На следующее утро Ольга отправляется бегать по знакомым. Заплатив кому надо, она в два дня выписывает Настю из квартиры и прописывает ее у своей сестры. Туда же они со Степаном перевозят ценные вещи. Еще через день Степан по договору купли-продажи переоформляет квартиру на какого-то Саляева Руслана Газеевича.
– Теперь мы в расчете? – мрачно спрашивает у татуированного Ольга, передавая качкам ключи.
– В расчете, – кивает тот.
– Ребенка не тронете? – уточняет Ольга.
– Живите-поживайте, – хмыкает татуированный.
Потеряв жилье, Степаново семейство переселяется к Ольгиной сестре. Сестра Лена явно недовольна. У нее муж и сын. В двухкомнатной хрущевке с комнатами трамвайчиком такому числу людей явно тесновато. Но делать нечего: в бывшей родительской квартире у сестер равные доли.
– В тесноте да не в обиде, – бормочет Степан, устраиваясь спать на постеленный на полу матрас.
Ольга в ответ бросает на него презрительный взгляд.
69
Шестьдесят восемь лет. Валя сама почти забывает о своем дне рождения. И дело даже не в том, что дату никак нельзя назвать круглой. Просто в жизни у нее все совсем как-то не кругло. Тяжелая физическая работа изнуряет. От нее в груди все чаще что-то жжет. Изжога, наверное. Идти к врачу Валя не хочет. Пару лет назад она уже была на больничном. И помнит, что заработок ее при этом уменьшился. А ей нужны деньги. Часть надо отсылать в Москву дочери. Часть отдавать Степану, который так и не работает. А ему семью кормить. И кормилец у этой семьи один – она, Валя. О возврате долга она уже и не думает. Дворничихи с ней больше не разговаривают. А Петровна, уезжая в свою деревню, сказала:
– Будь ты проклята, Николаевна. Ты и сынок твой непутевый.
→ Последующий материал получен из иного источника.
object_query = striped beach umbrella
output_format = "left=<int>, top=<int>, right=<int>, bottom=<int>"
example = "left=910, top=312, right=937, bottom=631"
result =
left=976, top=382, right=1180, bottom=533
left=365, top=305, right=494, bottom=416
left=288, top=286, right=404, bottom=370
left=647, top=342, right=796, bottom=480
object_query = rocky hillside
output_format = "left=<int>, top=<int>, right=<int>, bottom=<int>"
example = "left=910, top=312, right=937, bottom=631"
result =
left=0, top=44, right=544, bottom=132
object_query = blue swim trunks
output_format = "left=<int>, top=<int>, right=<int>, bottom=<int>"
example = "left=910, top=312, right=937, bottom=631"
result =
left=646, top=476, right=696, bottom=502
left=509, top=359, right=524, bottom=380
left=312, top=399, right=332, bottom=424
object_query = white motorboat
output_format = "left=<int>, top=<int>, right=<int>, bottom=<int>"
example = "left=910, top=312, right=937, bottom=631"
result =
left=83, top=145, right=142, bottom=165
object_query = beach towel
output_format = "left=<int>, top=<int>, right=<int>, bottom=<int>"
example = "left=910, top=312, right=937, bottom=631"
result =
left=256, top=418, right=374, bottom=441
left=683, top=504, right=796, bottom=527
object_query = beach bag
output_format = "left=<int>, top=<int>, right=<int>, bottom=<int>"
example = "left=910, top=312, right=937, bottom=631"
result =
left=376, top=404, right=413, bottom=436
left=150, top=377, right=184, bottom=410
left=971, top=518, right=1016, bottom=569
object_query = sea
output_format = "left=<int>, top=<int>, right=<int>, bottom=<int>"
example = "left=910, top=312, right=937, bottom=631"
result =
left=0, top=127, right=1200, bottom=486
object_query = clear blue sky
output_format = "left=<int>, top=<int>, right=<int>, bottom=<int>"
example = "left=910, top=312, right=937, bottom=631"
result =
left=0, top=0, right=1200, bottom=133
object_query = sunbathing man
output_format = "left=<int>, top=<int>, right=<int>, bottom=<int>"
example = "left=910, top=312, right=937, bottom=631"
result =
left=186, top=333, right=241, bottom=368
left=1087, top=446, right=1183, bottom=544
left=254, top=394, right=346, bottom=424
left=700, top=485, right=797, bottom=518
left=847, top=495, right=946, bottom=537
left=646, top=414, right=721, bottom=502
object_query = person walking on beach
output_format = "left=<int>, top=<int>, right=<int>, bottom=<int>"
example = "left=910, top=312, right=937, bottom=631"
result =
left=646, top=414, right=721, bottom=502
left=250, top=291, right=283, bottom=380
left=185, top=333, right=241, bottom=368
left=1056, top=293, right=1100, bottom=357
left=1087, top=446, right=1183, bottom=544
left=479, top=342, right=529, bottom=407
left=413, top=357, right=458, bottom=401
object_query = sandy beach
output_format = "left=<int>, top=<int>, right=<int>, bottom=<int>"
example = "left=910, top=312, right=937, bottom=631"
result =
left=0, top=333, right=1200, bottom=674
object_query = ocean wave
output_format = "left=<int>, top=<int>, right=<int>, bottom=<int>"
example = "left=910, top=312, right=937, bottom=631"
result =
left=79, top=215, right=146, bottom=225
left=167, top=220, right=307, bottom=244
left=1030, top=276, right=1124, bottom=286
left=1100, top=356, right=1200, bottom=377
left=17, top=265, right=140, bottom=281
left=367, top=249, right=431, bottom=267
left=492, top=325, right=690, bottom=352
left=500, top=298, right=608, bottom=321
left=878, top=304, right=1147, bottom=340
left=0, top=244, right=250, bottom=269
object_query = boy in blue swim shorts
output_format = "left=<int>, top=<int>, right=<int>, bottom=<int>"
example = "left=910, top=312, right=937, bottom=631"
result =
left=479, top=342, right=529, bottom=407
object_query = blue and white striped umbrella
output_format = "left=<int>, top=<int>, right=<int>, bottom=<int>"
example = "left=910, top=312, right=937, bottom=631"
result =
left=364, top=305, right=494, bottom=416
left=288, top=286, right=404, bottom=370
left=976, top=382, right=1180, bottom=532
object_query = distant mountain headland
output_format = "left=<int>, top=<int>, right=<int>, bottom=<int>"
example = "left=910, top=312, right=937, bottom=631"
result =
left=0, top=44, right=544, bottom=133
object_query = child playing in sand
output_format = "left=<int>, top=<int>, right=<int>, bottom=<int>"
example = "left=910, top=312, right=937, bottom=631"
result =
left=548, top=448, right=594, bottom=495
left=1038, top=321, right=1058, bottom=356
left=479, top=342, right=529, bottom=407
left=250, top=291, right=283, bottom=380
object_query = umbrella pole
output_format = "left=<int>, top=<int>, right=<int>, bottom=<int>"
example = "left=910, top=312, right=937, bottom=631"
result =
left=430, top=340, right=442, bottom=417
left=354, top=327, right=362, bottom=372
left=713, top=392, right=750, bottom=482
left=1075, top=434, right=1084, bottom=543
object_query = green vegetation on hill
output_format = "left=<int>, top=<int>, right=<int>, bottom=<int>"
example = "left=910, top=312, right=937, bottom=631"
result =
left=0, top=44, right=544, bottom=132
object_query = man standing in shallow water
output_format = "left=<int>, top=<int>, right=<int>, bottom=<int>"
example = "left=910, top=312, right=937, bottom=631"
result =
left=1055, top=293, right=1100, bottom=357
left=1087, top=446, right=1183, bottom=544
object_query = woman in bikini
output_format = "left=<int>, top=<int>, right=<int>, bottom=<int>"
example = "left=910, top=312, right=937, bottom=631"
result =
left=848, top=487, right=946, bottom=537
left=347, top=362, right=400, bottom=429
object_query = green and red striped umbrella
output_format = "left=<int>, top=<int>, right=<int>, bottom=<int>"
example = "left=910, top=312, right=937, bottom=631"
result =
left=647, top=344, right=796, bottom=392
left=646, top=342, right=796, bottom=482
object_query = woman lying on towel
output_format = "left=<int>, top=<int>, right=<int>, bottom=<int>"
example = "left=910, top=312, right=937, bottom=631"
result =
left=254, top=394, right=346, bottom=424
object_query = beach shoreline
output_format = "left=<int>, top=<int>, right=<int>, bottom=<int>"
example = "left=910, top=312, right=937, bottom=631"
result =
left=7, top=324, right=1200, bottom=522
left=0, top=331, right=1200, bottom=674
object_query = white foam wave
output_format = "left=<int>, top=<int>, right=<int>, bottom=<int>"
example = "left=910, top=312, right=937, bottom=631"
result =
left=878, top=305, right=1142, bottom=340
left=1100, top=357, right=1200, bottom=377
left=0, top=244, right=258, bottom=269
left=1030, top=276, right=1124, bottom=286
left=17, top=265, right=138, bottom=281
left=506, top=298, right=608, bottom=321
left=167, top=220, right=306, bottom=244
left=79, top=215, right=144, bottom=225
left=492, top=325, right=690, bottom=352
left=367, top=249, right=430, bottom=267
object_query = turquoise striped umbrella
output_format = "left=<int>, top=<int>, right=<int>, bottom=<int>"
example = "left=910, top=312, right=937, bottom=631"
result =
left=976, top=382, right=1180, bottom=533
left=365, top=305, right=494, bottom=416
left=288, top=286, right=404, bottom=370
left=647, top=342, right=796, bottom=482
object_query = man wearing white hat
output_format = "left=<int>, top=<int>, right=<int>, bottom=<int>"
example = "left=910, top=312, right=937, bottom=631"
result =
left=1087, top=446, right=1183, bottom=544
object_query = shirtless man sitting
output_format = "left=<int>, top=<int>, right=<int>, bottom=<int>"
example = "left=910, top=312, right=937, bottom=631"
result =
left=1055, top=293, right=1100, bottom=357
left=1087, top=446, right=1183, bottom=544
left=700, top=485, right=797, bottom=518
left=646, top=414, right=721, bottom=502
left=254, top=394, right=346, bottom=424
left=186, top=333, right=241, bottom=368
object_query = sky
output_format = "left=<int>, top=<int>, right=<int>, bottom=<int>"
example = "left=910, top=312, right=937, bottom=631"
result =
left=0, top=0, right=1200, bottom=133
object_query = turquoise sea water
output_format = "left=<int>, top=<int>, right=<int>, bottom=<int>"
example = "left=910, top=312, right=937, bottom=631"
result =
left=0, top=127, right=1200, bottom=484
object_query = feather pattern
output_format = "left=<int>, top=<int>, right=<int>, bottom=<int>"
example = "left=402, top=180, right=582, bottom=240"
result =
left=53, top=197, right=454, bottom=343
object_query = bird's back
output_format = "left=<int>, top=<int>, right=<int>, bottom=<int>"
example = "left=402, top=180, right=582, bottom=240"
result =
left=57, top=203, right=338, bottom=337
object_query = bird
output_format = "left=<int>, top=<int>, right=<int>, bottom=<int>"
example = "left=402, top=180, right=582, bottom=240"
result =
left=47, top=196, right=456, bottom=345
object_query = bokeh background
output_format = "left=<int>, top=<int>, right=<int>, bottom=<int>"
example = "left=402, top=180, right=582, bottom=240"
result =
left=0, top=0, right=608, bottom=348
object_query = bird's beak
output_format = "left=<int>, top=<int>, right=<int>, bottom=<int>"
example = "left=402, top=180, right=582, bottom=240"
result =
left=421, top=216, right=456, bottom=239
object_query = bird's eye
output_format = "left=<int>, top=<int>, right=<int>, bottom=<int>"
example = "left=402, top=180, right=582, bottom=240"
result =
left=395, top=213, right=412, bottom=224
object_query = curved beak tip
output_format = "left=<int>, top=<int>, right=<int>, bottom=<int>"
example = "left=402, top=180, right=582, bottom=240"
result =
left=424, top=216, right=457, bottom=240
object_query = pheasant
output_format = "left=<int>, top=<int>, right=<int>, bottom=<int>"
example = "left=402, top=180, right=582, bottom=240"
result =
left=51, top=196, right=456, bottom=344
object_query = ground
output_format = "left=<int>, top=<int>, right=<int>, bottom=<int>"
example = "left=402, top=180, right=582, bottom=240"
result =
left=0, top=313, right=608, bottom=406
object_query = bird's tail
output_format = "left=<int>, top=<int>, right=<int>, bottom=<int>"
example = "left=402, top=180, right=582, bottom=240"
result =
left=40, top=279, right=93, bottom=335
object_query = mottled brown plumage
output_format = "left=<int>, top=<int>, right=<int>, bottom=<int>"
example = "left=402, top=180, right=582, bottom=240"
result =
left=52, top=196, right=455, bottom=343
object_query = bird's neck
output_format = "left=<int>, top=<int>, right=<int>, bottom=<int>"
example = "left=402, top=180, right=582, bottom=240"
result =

Прямо так и заявила при всех. И ответить ей было нечего. А остальные бабоньки лишь согласно при этом закивали. Но поделать Валя ничего не может. Не бросать же детей на произвол судьбы? Поэтому, выпив валерьянки, а чаще – водочки, она каждый день идет на работу, опустив голову, чтобы случайно не встретиться взглядом с кем-нибудь из дворничих. До дня рождения ли здесь? И вдруг накануне ей звонит Степан.
– Слушай, мать, – орет он в трубку, – мы к тебе завтра всей семьей нагрянем.
– Зачем? – пугается Валя.
– Как зачем? Праздновать! Не забыла еще? – хмыкает Степан.
– Нашли праздник, – бормочет Валя.
– Мать, воскресенье же, – настаивает Степан, – ты все равно не работаешь. Мы придем, посидим.
– Может, не надо, сынок? – пытается возразить Валя.